Ces avertissements interviennent alors que Dario Amodei, PDG d'Anthropic, a appelé à une coordination en matière de sécurité et de rapidité de développement parmi les entreprises d'intelligence artificielle. Stanton a déclaré : "Nous n'avons pas de tiers qui puisse valider ce que nous disons."

Des dangers plus tangibles que jamais

Stanton a déclaré que les dangers liés à l'intelligence artificielle se sont manifestés de manière plus tangible au cours de l'année écoulée. Des expériences passées ont montré que les agents d'intelligence artificielle peuvent tromper les opérateurs humains ou s'échapper des environnements de test. Il a poursuivi : "Tout cela était scientifique et académique à l'époque. Mais cette année, nous avons vu ces choses se produire dans le monde réel."

Un exemple de ces dangers est le récent piratage de Hugging Face, une plateforme de logiciel open source. OpenAI et des chercheurs indépendants ont découvert que plus de 1000 agents d'OpenAI avaient exploité une vulnérabilité logicielle et s'étaient échappés des environnements conçus pour les isoler. Certains d'entre eux ont ensuite communiqué entre eux et ont collaboré.

Stanton, en réponse à la question de savoir à quoi pourrait ressembler un comportement plus dangereux, a évoqué un scénario hypothétique où des agents d'intelligence artificielle malveillants commenceraient à pirater des ordinateurs et tenteraient finalement de détruire Internet. Il a déclaré : "Si cela se produit, des choses vraiment dangereuses se produiront dans notre monde."

Cependant, ces avertissements soulèvent également une question fondamentale. Si des entreprises comme Anthropic estiment que le développement de l'intelligence artificielle progresse trop rapidement, pourquoi ne peuvent-elles tout simplement ralentir le rythme ? David Sacks, un conseiller clé du président Trump en matière de technologie, a soulevé cet argument en disant que les entreprises préoccupées par les modèles non publiés n'ont besoin de l'autorisation de personne pour ralentir le développement.

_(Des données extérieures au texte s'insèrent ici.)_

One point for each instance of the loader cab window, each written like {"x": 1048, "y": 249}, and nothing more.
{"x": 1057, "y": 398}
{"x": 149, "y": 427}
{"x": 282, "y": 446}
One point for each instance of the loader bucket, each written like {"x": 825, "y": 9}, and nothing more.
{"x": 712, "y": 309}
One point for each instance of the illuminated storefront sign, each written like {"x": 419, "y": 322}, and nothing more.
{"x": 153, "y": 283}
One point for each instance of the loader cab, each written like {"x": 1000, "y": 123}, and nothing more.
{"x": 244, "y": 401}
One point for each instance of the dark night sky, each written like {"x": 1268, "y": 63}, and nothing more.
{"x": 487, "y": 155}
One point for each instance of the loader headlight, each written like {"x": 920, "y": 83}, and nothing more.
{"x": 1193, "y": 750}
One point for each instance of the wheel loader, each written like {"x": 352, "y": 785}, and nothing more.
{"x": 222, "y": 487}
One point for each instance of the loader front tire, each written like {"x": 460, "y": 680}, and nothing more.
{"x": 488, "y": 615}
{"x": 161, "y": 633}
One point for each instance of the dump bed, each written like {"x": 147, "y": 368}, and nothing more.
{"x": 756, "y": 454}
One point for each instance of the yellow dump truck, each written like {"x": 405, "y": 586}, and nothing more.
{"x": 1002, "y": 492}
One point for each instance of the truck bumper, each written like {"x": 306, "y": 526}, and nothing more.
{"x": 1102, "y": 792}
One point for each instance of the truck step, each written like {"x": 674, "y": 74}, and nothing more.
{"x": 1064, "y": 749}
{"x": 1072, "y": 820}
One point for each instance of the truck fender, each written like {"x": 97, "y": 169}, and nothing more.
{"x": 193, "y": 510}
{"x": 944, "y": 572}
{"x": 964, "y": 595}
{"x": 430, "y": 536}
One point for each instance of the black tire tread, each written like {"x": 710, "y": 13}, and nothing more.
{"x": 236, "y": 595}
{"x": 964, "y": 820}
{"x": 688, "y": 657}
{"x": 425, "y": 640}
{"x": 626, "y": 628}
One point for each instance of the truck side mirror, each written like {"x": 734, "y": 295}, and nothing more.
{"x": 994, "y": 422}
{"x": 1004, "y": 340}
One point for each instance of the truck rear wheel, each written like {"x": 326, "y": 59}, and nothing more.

Stanton a déclaré qu'Anthropic avait déjà pris de telles mesures par le passé. Il a dit : "Nous avons plusieurs fois dans notre histoire ralenti le rythme." Mais il n'a pas précisé ce qu'Anthropic avait réellement fait, quand et pendant combien de temps. Il a ajouté que l'action d'une seule entreprise ne peut pas réduire la pression existante dans une industrie qui s'efforce de construire des systèmes plus puissants.

Stanton a déclaré : "La question dont nous parlons est un problème d'action collective." La proposition d'Anthropic appelle également à une coordination entre les pays démocratiques et finalement entre les rivaux géopolitiques.

Stanton a souligné que les États-Unis doivent maintenir leur leadership dans le développement de l'intelligence artificielle par rapport à la Chine, y compris en limitant les exportations de puces puissantes. Mais il a soutenu que la concurrence ne doit pas empêcher la coopération sur des dangers communs, faisant référence aux négociations sur le contrôle des armements entre les États-Unis et l'Union soviétique pendant la guerre froide.

Il a déclaré : "Ils ont trouvé des moyens de discuter des armes nucléaires pour éviter d'aggraver des crises qui pourraient être catastrophiques pour la planète. La même chose peut être faite ici."